Results from this were confirmed with another test, seeing if modified or de-modified DNR could function with dinitrogenase to reduce acetylene.

To see how small a modification works to inactivate the system, they removed a phosphate from phosphoribosylated DNR and tested it again.

In addition to testing A. vinelandii's DNR, they tested R. rubrum's too.

To see more specifically what was going on with A. vinelandii's DNR, they used MALDI-TOF mass spectroscopy.

What They Observed
Based on gels and activity assays, NAD, NMN, and NADP all seemed pretty good at donating to DRAT to inactivate A. vinelandii's DNR. NAAD not so much, or anything else they tried. DRAG seemed able to re-activate DNR with all of them too.

Surprisingly, with R. rubrum's DNR, only NAD seemed to be a good donor. Mass spec results confirmed their expectations about what was going on biochemically.

What This Means
R. rubrum uses DRAT and DRAG to regulate its nitrogenase activity based on whether fixed nitrogen is available already and whether its environment is illuminated or not. This helps save energy, so it doesn't have to break down the whole system and reconstruct it with every little environmental change.

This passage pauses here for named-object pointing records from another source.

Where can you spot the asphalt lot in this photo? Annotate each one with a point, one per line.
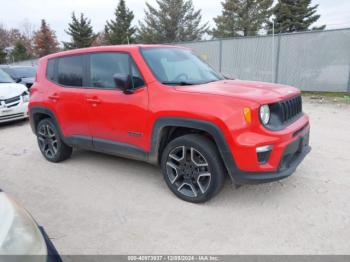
(98, 204)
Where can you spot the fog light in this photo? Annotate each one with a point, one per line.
(263, 154)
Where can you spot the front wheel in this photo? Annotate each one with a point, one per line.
(192, 168)
(50, 143)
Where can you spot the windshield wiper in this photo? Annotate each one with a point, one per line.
(181, 83)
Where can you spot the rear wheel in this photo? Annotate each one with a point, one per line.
(192, 168)
(50, 143)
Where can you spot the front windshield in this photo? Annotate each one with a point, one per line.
(4, 77)
(176, 66)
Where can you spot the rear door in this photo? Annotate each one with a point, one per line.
(116, 119)
(67, 96)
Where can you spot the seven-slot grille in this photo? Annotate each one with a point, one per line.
(290, 108)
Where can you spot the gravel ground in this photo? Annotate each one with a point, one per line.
(98, 204)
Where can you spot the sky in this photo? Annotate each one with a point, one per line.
(14, 13)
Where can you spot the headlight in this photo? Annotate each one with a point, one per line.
(19, 234)
(265, 114)
(25, 96)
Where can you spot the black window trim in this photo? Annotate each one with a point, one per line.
(55, 78)
(88, 73)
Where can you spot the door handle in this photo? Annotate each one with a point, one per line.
(54, 97)
(93, 101)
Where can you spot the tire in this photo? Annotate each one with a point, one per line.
(192, 168)
(50, 143)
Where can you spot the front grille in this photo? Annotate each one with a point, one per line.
(290, 108)
(12, 100)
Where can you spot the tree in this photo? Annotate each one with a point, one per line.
(19, 52)
(3, 55)
(100, 40)
(295, 15)
(242, 18)
(81, 33)
(173, 21)
(120, 31)
(45, 41)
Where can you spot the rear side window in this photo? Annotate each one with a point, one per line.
(50, 70)
(105, 65)
(70, 70)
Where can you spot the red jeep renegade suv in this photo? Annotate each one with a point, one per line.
(163, 105)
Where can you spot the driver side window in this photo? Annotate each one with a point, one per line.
(103, 66)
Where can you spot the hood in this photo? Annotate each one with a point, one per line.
(260, 92)
(9, 90)
(28, 80)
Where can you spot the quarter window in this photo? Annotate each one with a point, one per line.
(105, 65)
(50, 70)
(70, 71)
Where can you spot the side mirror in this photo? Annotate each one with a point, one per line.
(123, 82)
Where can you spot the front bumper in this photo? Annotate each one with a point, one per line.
(293, 155)
(14, 113)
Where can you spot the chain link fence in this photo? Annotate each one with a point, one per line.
(311, 61)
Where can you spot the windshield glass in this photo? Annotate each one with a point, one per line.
(4, 77)
(21, 72)
(175, 66)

It's not clear how relevant it is for A. vinelandii, though, because that organism doesn't appear to have the genes to produce DRAT/DRAG proteins. It's somewhat interesting that R. rubrum's proteins are able to modify A. vinelandii's nitrogenase, arguably even better than they can with R. rubrum's, but this actually makes some sense, that R. rubrum would have tighter control over its nitrogenase regulation system. Though apparently some in vivo studies suggest it might not be as tight as it seemed here.

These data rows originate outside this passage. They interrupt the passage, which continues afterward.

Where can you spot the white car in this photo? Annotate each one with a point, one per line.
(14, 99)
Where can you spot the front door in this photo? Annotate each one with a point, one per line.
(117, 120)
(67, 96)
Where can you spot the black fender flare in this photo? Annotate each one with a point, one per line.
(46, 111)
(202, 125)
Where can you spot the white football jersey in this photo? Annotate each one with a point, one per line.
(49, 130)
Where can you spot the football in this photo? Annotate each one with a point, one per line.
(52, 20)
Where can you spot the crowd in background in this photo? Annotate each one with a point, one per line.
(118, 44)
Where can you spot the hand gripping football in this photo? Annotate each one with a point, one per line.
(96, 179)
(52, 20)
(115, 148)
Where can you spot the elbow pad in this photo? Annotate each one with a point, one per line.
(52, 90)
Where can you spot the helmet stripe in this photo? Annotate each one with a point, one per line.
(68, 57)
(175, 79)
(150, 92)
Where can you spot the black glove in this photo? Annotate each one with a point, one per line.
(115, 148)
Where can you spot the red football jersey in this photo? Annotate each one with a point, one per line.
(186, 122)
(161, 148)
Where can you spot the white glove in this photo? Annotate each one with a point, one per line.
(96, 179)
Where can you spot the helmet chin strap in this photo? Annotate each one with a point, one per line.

This doesn't necessarily mean that A. vinelandii doesn't have a system for post-translational regulation, just that it isn't exactly this one. I haven't found what it is yet, if there is one. And other studies seem to imply that A. vinelandii might not have such tight control (010). I wonder why.

Reference:
Ponnuraj, R. K., Rubio, L. M., Grunwald, S. K. & Ludden, P. W. NAD-, NMN-, and NADP-dependent modification of dinitrogenase reductases from Rhodospirillum rubrum and Azotobacter vinelandii. FEBS Letters 579, 5751–5758 (2005).